In Nagorno-Karabakh, Land Mines, Bulldozers and Lingering Tensions – The New York Times

Despite the hurdles, territory seized by Azerbaijan from Armenia in last year’s war is being transformed with breathtaking speed.

KELBAJAR, Azerbaijan — The medieval monastery walls are masked with camouflage netting. Machine-gun nests line the courtyard under a fluttering Russian flag. Cannons mounted on armored vehicles guard the mountainside where tour buses used to park.

The two black-cloaked clerics who emerge are among this region’s last Armenians.

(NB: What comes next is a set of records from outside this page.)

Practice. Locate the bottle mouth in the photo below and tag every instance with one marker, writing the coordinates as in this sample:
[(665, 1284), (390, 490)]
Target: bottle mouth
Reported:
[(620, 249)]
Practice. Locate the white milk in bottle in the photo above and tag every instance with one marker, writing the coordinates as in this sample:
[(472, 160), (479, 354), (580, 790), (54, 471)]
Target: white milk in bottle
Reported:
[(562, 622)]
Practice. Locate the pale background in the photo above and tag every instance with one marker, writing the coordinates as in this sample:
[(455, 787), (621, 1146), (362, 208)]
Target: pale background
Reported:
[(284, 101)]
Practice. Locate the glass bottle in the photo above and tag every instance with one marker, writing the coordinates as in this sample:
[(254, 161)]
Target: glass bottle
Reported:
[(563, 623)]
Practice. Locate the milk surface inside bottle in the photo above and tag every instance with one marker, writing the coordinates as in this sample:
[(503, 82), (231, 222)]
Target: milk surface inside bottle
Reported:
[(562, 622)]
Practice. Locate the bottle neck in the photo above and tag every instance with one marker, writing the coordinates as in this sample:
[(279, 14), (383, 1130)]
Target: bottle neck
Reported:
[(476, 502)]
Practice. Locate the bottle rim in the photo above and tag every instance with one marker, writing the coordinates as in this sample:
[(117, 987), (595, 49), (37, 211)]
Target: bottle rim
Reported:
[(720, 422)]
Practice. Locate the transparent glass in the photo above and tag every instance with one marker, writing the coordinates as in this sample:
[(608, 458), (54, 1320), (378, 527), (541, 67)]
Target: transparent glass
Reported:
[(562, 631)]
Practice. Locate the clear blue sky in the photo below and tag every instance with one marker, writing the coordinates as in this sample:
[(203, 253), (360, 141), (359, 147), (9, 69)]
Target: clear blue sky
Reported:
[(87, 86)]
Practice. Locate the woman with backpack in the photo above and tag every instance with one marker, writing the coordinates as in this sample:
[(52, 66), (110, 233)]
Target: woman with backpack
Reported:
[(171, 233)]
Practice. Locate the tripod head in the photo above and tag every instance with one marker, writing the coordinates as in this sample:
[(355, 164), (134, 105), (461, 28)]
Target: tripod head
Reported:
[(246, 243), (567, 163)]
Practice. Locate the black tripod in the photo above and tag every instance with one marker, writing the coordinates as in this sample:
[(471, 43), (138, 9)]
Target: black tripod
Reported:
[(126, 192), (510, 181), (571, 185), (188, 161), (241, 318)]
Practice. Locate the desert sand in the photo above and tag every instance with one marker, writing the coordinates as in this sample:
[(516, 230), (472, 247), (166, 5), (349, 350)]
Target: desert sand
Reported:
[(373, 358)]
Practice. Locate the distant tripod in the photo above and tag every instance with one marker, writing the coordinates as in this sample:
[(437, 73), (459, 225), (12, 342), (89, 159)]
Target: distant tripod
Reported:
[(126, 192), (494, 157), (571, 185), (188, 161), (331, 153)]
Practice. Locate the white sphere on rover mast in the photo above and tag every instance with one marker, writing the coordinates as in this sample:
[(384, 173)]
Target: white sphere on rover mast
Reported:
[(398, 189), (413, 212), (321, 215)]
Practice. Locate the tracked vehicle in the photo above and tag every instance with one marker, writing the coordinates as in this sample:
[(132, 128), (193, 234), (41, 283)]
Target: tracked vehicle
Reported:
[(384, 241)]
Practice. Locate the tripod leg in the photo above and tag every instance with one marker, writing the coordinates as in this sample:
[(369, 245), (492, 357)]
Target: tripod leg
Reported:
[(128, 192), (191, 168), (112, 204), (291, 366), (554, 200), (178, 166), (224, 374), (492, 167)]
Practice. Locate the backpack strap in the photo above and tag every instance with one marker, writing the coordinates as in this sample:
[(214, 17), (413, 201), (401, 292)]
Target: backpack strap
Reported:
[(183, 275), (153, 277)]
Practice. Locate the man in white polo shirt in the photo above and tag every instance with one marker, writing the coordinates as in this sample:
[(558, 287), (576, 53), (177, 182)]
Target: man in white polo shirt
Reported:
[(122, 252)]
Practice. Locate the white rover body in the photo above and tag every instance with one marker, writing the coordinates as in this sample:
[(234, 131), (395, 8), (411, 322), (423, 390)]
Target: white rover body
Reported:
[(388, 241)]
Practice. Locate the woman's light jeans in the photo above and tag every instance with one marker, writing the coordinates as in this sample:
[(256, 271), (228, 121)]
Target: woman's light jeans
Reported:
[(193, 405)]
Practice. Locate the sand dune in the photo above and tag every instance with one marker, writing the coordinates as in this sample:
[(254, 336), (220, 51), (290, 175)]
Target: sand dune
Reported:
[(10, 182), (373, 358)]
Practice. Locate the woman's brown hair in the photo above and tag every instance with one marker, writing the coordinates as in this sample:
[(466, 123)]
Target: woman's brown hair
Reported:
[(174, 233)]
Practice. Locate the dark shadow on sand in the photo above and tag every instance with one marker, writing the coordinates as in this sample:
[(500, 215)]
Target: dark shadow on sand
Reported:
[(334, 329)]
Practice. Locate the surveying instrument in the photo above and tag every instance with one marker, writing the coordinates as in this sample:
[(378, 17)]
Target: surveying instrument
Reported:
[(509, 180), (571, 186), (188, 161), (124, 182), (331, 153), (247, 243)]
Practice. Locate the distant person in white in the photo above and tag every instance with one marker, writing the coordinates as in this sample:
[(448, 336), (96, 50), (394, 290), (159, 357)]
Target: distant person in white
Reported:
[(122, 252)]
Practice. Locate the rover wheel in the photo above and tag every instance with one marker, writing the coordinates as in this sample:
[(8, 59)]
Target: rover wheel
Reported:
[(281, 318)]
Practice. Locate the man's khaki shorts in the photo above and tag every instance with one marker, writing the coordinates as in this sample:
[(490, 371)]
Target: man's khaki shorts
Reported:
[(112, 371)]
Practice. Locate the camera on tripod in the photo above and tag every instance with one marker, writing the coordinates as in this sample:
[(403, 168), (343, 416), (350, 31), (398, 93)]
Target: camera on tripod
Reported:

“We don’t leave the gate without the peacekeepers,” said one of them, Archimandrite Mkhitar Grigoryan, referring to the stone-faced Russian peacekeeping soldiers the holy men now live with.

Thousands of Armenians fled and thousands more died last fall in Azerbaijan’s fierce war against Armenia for the disputed mountain territory of Nagorno-Karabakh and its surroundings. The Dadivank Monastery, a tourist magnet a year ago, now sits on a slope of burned houses, and is the only place retaken by Azerbaijan where Armenians are known to have remained.

Straining to contain his anger over his locked-in circumstances, Archimandrite Grigoryan went on: “You can’t live like this — like wild people — in the 21st century.”

A four-day journey across Azerbaijan’s recaptured lands — visiting some sites not seen by Western reporters since last year — revealed a region still defined by enmity even as it is rebuilt with breathtaking speed.

The ethnic Armenian enclave of Nagorno-Karabakh and seven surrounding districts, together covering an area the size of Lebanon, had been controlled by Armenia since the end of a yearslong war in 1994, even though they were all legally part of Azerbaijan. But with last year’s war, Azerbaijan recaptured all of the surrounding districts and part of Nagorno-Karabakh, touching off a new exodus in one of the world’s most explosive ethnic conflicts.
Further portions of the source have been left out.